My $200 Mistake

So I have gone on and on about our financial goals and our Dave Ramsey progress. We have big financial goals, and we stick to a strict budget to help meet those.

However, we are also human. And one of the difficult parts of being human? We can be materialistic. And want things, even if they’re ridiculously expensive and not any sort of “need”.

I have been obsessed with getting my hands on a Savage Swim swimsuit for awhile now. I have worked really hard on my fitness journey this last year, and I thought this summer I might take the leap and set some money aside to splurge a little. These suits are supposed to be really high-quality, and they have some killer designs and colors, PLUS they’re reversible, so I figured I could wear it for a few summers.

But I am also still incredibly cheap. It’s just in my blood I think (thanks, Mom). I pretty much only buy things on sale, and Savage really doesn’t run many sales because their suits are all hand-sewn and custom made. So I started looking at second-hand options, including Ebay and Poshmark. I passed a couple suits up and immediately regretted it, and Keaton kept telling me to JUST BUY THE DANG SUIT.  I literally stalked the pages all hours of the day when I thought about it, to see if something popped up in my size.

Then, one day while I was sleeping after work, I got up to go to the bathroom and checked my Poshmark app (don’t judge me, I was really being THAT obsessive, but the cute ones sold quick!). Turns out, at that exact moment (not joking), someone was uploading several different Savage pieces. I quickly put in offers on a couple, and messaged the seller about a bundle discount.

When I woke up later that afternoon, the seller had messaged back and said she wasn’t going lower on any of her Savage pieces. So I went ahead and bought my two favorites and went to work, excited about my new purchase.

The next afternoon I got up and checked my app to see if she had shipped my suits. To my horror, I realized the seller had gone back and accepted all three of my other offers in addition to the suit I had purchased outright. Turns out, on Poshmark, if you make an offer you may as well sign in blood. My heart dropped. Three tops and two bottoms totaled $209.

TWO HUNDRED DOLLARS. Not a ton, by any means, but for someone who NEVER shops, I couldn’t help but think of all the other clothes/shoes/etc I would rather spend $200 on.

I kept this secret for 2 days. I kind of feel like the Budget Nazi around our house, so I was mortified to tell Keaton what I had done. While the first suit purchase of $70 was no big deal, I wasn’t sure where we were going to have to pull the other $130 from. Keaton actually laughed at me a little when I told him. I probably looked like someone getting ready to confess a triple homicide, that’s how guilty I felt.

Long story short, I got all my pieces in the mail a week later.

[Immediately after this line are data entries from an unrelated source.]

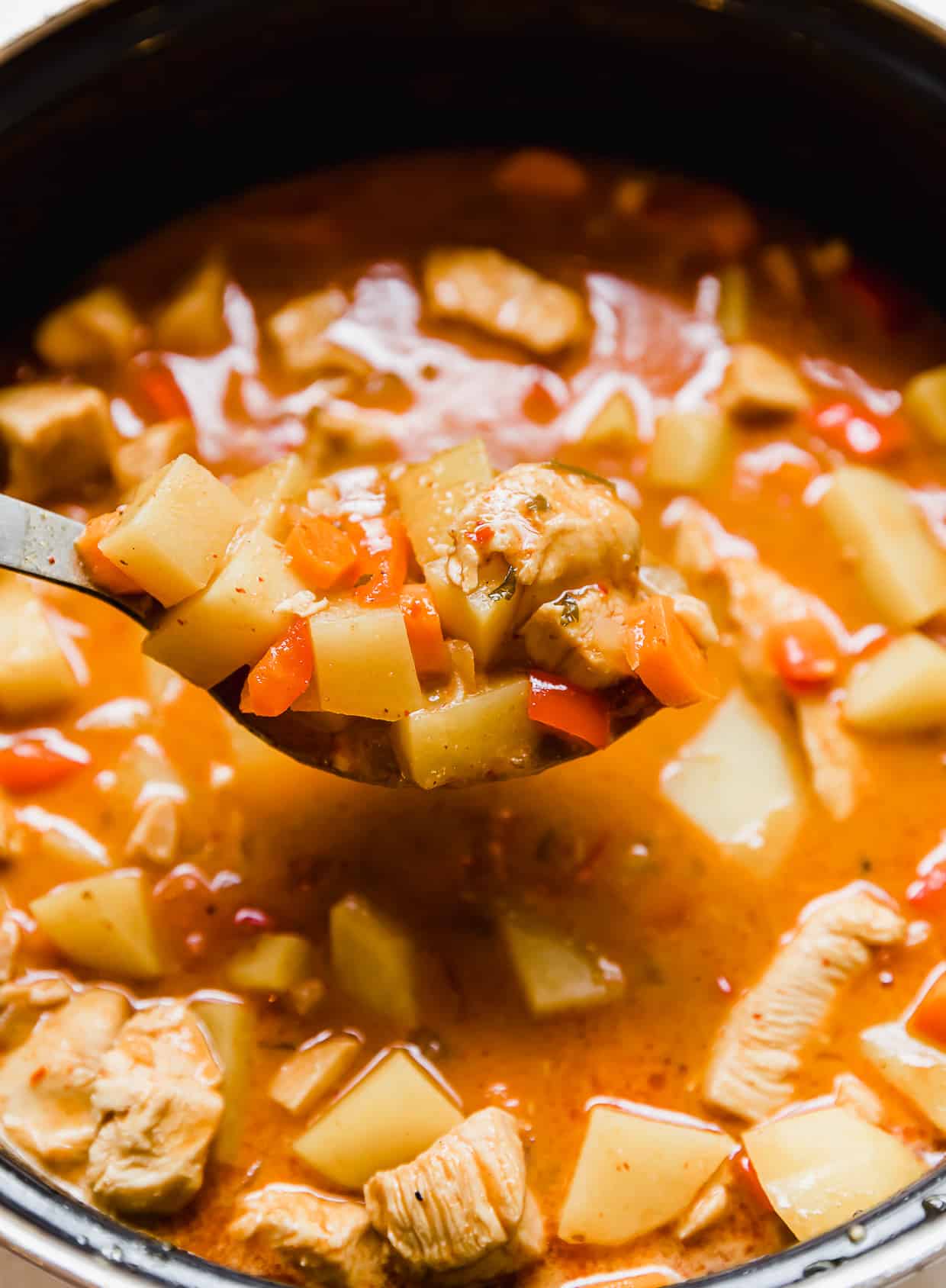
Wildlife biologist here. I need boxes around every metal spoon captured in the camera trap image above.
[0,494,660,787]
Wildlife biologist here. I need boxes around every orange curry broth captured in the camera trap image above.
[2,157,946,1286]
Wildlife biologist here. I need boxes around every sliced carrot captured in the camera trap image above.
[240,617,314,716]
[766,617,841,689]
[626,595,718,707]
[909,974,946,1046]
[401,586,450,675]
[286,514,358,590]
[76,510,144,595]
[529,671,611,747]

Two actually didn’t fit, so I was able to sell them on a swap shop for $100 and recoup almost half my mistake. We have enough cushion in our finances to not starve after a $200 mistake, but being as goal-oriented as I am, it was frustrating to have to mess up my budget masterpiece to offset a dumb mistake on my part.

I guess the moral of the story is, setbacks happen. Whether it’s something we can (or can’t) control, or just a moment of weakness (or perhaps a good ole blond moment), we can only take these setbacks as they come, and move forward with them. Luckily, we are good with our money 95% of the time, so when we make mistakes or unplanned purchases the other 5%, we can recoup and still move forward in our financial goals.